Sunday, May 27, 2012
Activists: Syrian Government Shelling Leaves 90 Dead
Syrian opposition forces say more than 90 people, many of them children, have been killed in a coordinated assault on a village outside the city of Homs by government artillery and militiamen. Government officials do not deny the massacre but blame unidentified "terrorists" for one of the deadliest incidents since the start of an uprising against President Bashar al-Assad's administration more than a year ago.
Amateur video shows families burying the dead from Friday's massacre between several long rows of cinder blocks. As elsewhere in Syria, emotions in the cluster of towns that make up Houla are running high.
Witnesses say the killing began when government forces shelled the village of Teldau soon after Friday prayers. Opposition activists say some of the victims, many of whom are children, were killed in the shelling, while others were shot by pro-government militiamen known as “shabiha.”
A woman resident of Teldau claims on a video distributed by opposition forces that she and her daughters-in-law managed to escape the village after it came under attack from militiamen who destroyed part of her house.
But she says several other relatives were slaughtered by security forces dressed in black, who killed them with knives.
Observers
A team of U.N. observers headed by General Robert Mood, arrived in Houla Saturday to investigate the killings.The general condemned the "brutal tragedy" and said the observers counted more than 32 children under the age of 10 and over 60 adults killed. The acting head of the opposition Syrian National Council urged the U.N. Security Council to hold an emergency session to discuss the brutality.
United Nations Secretary-General Ban Ki-moon and the U.N.-Arab League envoy for Syria, Kofi Annan, condemned the violence. The two described the attacks as an "appalling and brutal crime involving indiscriminate and disproportionate use of force."
Responsibility
Syrian government TV charged that “terrorists” were responsible for the massacre in Houla. The government often refers to rebel soldiers and other opponents as “terrorists,” claiming that they are part of an outside plot to destabilize the country.

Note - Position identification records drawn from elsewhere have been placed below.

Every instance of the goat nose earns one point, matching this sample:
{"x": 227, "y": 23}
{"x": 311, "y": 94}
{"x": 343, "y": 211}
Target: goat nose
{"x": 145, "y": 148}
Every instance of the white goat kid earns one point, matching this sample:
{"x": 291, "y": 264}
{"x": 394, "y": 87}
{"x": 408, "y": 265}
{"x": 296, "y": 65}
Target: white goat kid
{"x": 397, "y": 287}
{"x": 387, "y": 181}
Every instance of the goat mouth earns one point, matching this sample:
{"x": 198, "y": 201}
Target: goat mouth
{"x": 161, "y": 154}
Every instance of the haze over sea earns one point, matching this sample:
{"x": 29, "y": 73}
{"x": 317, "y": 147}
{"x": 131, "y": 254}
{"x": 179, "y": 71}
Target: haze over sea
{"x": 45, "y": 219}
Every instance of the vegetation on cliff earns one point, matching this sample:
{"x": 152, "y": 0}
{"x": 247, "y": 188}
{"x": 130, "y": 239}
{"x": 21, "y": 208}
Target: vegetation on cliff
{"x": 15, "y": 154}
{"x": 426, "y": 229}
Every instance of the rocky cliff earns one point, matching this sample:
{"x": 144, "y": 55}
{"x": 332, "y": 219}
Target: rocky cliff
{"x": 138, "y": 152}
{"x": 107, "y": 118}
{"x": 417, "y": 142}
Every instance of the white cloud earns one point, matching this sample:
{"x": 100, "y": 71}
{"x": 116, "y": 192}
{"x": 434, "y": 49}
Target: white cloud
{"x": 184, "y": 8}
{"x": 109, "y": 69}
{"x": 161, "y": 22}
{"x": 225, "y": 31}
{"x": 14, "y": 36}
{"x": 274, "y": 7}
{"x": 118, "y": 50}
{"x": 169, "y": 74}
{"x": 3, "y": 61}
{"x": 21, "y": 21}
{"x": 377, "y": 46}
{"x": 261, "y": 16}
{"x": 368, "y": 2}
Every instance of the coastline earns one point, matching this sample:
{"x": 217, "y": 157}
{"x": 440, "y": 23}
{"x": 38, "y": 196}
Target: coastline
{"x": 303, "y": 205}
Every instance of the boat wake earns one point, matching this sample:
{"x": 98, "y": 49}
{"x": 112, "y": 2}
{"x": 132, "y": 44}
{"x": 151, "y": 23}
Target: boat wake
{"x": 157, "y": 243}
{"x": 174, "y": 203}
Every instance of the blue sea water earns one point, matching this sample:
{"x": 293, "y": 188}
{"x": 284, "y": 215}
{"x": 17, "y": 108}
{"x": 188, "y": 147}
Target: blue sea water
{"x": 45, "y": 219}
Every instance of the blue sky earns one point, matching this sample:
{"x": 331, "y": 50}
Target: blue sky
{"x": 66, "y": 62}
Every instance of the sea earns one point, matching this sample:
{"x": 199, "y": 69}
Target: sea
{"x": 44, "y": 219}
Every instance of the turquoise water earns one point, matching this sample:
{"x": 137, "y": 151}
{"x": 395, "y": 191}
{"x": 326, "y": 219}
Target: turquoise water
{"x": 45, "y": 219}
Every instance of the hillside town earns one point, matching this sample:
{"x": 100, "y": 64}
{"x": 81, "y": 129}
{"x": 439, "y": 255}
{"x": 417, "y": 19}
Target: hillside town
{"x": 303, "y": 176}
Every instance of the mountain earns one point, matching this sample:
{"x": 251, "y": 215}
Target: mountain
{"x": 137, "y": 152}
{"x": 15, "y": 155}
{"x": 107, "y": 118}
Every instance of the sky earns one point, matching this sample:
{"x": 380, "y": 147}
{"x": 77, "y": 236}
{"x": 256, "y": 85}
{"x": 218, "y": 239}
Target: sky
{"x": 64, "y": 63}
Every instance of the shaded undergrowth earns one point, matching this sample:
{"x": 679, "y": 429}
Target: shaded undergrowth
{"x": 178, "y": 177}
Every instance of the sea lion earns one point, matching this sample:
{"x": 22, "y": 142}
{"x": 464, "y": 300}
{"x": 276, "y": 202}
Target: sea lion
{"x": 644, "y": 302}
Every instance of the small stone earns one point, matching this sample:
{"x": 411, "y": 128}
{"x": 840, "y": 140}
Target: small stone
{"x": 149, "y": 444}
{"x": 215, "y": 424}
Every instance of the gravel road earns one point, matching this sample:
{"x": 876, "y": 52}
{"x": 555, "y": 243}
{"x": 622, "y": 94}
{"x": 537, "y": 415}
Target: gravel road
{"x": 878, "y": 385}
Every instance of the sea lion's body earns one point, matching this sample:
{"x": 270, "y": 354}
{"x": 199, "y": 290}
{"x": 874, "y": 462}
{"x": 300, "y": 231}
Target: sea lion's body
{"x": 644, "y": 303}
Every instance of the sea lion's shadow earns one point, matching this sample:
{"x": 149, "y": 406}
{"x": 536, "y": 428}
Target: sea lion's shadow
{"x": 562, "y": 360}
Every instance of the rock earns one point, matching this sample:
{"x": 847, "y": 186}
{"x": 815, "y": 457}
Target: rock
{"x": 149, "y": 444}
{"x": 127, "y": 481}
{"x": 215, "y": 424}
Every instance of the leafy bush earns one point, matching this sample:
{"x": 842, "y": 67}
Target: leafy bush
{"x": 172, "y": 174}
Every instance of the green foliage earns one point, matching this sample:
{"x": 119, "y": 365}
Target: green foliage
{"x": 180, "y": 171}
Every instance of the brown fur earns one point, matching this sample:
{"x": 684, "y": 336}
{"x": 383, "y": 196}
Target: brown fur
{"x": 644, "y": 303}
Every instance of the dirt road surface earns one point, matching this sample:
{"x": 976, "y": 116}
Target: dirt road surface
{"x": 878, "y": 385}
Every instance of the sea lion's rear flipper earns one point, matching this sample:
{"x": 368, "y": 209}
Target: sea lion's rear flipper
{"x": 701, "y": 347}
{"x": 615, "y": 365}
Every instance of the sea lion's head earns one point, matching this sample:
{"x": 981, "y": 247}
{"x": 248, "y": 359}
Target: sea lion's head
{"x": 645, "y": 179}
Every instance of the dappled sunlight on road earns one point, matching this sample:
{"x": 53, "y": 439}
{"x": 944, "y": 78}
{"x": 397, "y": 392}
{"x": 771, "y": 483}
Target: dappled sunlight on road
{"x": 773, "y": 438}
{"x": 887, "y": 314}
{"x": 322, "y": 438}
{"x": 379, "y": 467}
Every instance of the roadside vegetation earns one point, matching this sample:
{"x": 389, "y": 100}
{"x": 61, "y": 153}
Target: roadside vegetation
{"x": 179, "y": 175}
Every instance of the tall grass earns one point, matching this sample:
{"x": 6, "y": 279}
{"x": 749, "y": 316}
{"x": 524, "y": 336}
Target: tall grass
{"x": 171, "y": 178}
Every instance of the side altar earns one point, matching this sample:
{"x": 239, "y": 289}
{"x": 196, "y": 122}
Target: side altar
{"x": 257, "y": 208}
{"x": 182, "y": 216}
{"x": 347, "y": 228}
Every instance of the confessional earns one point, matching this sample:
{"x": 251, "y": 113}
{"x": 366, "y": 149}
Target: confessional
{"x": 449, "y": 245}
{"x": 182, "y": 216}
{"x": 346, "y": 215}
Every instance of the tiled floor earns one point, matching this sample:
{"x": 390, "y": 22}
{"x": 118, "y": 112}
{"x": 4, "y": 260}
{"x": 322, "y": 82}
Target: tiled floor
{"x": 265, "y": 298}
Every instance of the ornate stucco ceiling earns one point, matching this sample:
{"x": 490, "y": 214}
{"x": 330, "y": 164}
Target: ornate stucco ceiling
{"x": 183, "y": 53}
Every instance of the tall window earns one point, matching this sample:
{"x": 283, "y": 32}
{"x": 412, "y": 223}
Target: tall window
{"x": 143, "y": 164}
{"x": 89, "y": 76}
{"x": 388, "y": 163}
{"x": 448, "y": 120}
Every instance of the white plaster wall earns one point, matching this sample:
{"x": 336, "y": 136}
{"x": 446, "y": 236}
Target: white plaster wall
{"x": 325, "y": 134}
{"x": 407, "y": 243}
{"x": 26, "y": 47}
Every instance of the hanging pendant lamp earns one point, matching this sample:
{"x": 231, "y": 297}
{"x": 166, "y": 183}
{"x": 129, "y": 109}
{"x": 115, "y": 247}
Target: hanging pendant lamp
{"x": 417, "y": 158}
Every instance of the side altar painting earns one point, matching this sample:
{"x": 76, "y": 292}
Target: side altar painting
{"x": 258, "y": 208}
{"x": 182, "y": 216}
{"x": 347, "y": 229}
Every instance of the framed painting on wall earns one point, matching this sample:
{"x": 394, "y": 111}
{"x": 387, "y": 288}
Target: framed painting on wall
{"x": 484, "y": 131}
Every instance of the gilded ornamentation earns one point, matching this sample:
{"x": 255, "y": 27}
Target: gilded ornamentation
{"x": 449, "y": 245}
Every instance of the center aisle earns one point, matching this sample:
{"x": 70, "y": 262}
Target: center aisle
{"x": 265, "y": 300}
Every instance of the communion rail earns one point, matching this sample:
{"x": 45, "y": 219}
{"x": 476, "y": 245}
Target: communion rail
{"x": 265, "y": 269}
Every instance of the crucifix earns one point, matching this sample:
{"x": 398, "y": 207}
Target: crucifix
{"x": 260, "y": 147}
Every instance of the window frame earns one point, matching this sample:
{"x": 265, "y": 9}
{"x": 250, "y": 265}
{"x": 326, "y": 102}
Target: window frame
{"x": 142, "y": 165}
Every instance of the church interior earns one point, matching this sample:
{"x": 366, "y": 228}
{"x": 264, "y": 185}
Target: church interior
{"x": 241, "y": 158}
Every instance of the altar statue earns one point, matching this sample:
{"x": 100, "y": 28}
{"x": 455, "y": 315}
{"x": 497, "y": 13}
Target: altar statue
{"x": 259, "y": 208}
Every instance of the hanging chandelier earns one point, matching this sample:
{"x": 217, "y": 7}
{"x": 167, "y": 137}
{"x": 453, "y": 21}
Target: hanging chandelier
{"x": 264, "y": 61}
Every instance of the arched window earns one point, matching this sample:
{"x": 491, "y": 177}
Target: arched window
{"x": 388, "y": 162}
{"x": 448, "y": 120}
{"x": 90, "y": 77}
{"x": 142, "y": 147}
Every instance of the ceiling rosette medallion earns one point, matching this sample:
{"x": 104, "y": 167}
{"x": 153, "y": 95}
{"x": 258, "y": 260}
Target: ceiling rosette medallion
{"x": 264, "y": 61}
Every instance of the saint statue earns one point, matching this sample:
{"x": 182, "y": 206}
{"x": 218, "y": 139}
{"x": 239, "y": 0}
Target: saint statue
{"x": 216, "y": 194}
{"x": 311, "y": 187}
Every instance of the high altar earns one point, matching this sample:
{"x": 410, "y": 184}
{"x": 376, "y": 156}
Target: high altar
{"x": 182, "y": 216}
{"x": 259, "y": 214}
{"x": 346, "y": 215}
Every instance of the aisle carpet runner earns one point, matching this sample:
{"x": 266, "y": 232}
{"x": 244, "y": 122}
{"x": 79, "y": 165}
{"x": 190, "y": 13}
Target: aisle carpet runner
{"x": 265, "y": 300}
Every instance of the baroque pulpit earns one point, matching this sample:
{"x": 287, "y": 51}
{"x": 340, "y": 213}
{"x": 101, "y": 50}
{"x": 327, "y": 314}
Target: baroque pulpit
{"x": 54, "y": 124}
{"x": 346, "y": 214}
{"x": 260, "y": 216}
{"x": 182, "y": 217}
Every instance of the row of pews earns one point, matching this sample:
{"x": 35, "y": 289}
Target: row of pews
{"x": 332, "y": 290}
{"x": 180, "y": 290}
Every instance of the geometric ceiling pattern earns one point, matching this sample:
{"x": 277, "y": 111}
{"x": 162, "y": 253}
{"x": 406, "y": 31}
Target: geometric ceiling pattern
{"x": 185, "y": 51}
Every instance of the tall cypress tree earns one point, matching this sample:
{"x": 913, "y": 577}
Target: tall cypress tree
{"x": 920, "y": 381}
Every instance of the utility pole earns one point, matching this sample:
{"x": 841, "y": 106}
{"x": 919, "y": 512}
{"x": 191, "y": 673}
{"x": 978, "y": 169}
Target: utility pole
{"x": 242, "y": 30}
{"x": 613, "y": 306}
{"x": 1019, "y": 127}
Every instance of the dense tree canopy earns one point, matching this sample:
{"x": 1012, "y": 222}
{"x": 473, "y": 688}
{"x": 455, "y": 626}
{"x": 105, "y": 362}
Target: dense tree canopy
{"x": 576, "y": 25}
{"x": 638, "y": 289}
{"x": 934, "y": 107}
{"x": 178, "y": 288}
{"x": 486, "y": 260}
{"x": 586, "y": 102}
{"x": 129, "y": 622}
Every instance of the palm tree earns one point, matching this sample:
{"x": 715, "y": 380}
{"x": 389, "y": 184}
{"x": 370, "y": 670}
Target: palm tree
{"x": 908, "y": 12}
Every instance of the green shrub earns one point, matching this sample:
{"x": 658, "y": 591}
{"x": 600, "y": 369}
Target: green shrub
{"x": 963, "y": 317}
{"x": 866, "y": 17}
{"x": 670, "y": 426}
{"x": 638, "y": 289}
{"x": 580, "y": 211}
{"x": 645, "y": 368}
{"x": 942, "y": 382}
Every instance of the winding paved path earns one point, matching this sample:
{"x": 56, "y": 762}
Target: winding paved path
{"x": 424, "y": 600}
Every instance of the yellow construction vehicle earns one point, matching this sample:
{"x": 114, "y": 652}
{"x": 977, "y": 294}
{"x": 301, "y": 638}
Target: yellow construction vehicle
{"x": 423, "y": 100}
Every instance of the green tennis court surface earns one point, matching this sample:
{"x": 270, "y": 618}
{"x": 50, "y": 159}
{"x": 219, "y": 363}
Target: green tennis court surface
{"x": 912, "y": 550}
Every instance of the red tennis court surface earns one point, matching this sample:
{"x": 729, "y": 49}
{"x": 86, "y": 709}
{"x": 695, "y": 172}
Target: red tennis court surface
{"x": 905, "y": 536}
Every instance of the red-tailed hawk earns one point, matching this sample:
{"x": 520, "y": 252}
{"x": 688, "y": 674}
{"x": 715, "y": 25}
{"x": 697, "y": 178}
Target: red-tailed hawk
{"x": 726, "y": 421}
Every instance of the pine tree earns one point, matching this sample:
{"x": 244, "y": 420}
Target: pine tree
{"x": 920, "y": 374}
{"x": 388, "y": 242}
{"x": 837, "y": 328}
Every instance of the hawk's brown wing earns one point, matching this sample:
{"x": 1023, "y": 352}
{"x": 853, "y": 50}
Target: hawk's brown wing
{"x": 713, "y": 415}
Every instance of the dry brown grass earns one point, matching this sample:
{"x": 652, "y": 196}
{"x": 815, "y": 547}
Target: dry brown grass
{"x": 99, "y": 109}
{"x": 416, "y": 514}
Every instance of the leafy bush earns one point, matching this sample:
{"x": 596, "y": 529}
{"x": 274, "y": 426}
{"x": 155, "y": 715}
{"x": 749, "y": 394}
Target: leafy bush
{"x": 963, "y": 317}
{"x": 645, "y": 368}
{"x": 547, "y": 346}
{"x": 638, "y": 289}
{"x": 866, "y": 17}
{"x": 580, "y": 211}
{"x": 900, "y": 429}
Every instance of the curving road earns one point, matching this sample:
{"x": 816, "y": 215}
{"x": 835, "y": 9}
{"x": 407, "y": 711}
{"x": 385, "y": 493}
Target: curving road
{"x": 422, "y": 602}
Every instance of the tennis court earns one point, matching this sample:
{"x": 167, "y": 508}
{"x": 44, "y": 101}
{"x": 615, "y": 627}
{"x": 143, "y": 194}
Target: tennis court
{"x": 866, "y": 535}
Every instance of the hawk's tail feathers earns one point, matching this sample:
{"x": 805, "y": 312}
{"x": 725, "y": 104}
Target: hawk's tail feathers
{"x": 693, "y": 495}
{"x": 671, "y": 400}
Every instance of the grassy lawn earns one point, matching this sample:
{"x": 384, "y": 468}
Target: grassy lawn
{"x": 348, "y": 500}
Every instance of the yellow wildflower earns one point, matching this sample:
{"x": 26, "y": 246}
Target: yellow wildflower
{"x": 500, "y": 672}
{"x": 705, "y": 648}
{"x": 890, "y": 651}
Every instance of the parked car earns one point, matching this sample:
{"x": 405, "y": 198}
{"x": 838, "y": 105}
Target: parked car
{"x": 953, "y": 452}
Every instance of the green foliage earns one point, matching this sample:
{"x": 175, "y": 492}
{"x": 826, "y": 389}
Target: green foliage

Thousands of mourners turned out Saturday in Syria's largest city, Aleppo, to protest the killings. Large student protests have roiled the city in recent days, after months of relative quiet compared to the rest of the country.
Other attacks
In the Qaddam district of Damascus, government security forces opened fire on mourners, causing a large crowd to scatter in all directions. It was not immediately clear if there were victims.
Hilal Khashan, who teaches political science at the American University of Beirut, says he doubts the killings in Houla will provoke serious international outrage, since the world has grown weary of the conflict. Still, he sees the killings as a sign that the Assad government is slowly collapsing.
“There [is] no doubt in my mind, that Assad's regime is faltering, but it is dying hard," he said. "Before the regime expires, it will take along with it a large number of innocent civilians.”
Cease-fire
The killings in Houla strike another blow at a cease-fire brokered by Kofi Annan. Close to 300 U.N. monitors are on the ground in Syria to observe the cease-fire which began on April 12, but violence is picking up again, after an initial lull.
U.N. Secretary-General Ban Ki-moon reported what he called “small progress” in implementing the plan, Friday. He went on to accuse the government of “unacceptable levels of violence and abuses.”